В комендантский домик Петропавловской крепости арестованных вводили в кандалах и с завязанными глазами. Из-за бесконечных очных ставок, из-за неточных фактов, которых и сами арестованные порою не помнили, из-за пустяков, которым часто придавалось большое значение, чаще всего бывало так, что арестованные наговаривали на себя, сознавались в намерении совершать преступления, о которых никогда и не помышляли. Впоследствии на каторгу попадут люди, ни словом, ни делом не виновные в тех преступлениях, в которых их обвинили.

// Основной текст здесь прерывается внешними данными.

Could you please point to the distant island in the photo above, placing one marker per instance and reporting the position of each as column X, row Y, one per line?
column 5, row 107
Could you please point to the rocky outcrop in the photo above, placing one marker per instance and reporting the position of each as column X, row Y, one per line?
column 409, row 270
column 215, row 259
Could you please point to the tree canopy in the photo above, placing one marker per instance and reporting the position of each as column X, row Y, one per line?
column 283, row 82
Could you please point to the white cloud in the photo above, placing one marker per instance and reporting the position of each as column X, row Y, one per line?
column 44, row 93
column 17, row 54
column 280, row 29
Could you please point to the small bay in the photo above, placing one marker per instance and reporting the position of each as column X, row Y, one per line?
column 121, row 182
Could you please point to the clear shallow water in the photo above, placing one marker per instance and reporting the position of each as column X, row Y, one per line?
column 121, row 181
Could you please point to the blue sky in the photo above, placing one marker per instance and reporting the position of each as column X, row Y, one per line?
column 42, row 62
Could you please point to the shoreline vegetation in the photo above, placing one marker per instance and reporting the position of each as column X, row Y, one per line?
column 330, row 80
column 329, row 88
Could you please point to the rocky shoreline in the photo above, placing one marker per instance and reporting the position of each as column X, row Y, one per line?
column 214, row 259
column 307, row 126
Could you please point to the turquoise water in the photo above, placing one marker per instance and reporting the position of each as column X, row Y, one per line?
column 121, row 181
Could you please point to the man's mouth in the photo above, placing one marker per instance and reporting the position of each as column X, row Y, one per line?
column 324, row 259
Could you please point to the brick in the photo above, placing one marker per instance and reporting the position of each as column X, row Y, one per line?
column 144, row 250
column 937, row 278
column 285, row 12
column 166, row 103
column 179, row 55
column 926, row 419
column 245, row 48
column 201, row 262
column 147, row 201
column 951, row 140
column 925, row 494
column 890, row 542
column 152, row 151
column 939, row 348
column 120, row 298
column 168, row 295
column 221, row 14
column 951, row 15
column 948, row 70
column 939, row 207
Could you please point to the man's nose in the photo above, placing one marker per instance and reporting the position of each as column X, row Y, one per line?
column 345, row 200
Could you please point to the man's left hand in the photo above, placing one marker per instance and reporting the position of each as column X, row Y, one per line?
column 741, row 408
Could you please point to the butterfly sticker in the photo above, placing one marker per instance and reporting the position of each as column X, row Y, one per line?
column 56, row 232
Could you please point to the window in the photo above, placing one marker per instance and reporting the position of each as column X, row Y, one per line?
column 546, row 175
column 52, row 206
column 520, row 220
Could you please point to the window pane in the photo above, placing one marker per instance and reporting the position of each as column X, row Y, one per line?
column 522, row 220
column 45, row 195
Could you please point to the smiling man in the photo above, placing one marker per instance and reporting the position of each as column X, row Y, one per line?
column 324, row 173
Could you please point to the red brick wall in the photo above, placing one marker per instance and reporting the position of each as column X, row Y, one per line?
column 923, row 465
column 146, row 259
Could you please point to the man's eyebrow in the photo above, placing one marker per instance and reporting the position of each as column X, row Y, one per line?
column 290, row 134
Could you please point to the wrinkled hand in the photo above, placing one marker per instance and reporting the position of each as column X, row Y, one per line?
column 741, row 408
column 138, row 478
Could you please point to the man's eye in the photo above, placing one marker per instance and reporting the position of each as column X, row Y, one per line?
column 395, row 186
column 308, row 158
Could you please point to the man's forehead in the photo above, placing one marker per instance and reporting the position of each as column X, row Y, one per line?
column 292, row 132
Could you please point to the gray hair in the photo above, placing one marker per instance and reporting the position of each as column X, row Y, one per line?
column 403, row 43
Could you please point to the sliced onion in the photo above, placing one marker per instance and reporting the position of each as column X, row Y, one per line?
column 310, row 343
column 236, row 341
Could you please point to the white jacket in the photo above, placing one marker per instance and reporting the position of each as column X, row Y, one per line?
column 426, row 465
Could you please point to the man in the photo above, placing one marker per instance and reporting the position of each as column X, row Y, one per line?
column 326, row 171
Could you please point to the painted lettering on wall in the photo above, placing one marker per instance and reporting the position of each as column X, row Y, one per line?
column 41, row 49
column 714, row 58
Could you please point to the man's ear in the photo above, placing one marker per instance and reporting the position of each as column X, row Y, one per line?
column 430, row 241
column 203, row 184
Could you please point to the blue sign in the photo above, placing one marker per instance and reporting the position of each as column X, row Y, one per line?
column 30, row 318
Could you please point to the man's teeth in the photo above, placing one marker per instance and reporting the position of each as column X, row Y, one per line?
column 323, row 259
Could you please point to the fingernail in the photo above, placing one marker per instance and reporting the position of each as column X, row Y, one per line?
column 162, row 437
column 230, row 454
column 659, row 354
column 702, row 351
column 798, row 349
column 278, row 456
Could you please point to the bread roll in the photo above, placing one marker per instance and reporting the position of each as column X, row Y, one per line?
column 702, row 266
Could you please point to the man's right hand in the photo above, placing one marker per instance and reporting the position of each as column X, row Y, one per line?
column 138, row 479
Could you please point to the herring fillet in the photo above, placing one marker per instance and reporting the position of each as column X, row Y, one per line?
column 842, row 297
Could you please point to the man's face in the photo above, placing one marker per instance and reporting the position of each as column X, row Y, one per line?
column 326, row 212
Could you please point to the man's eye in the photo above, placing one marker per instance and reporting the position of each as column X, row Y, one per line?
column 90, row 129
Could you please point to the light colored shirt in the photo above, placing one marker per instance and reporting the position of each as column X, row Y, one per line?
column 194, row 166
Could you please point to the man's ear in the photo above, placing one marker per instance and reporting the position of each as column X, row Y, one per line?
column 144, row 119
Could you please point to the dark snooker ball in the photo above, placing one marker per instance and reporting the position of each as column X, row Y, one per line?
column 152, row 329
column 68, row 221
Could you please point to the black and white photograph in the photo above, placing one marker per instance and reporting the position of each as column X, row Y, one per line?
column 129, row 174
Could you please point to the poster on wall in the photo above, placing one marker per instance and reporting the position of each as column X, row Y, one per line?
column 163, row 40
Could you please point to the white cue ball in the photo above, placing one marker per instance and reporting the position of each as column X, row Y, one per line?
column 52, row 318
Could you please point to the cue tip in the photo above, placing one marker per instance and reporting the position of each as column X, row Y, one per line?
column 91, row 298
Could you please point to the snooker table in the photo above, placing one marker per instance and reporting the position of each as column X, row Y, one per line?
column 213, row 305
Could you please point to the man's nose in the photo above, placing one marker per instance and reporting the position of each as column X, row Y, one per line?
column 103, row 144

– Только не надо крови, – умоляла вдовствующая императрица-мать Мария Федоровна сына. – Будь милосерд, прояви великодушие…

Но все не вечно, кончилось судебное дознание 30 мая 1826 года. Раздувшиеся от бумаг опросных папки «декабрьского дела» были преподнесены государю, однако Николай Павлович даже и заглянуть в них не изволил. К чему так утруждаться верховному судье Руси? Все, что довелось ему прежде по допросам узнать – и среди прочего далеко идущие планы своих супротивников, готовых пойти даже на цареубийство, – не позволяло императору вершить «нормальное правосудие» над мятежниками, «всю эту грязь», как говорил теперь государь, следовало в особых бадьях отстирывать.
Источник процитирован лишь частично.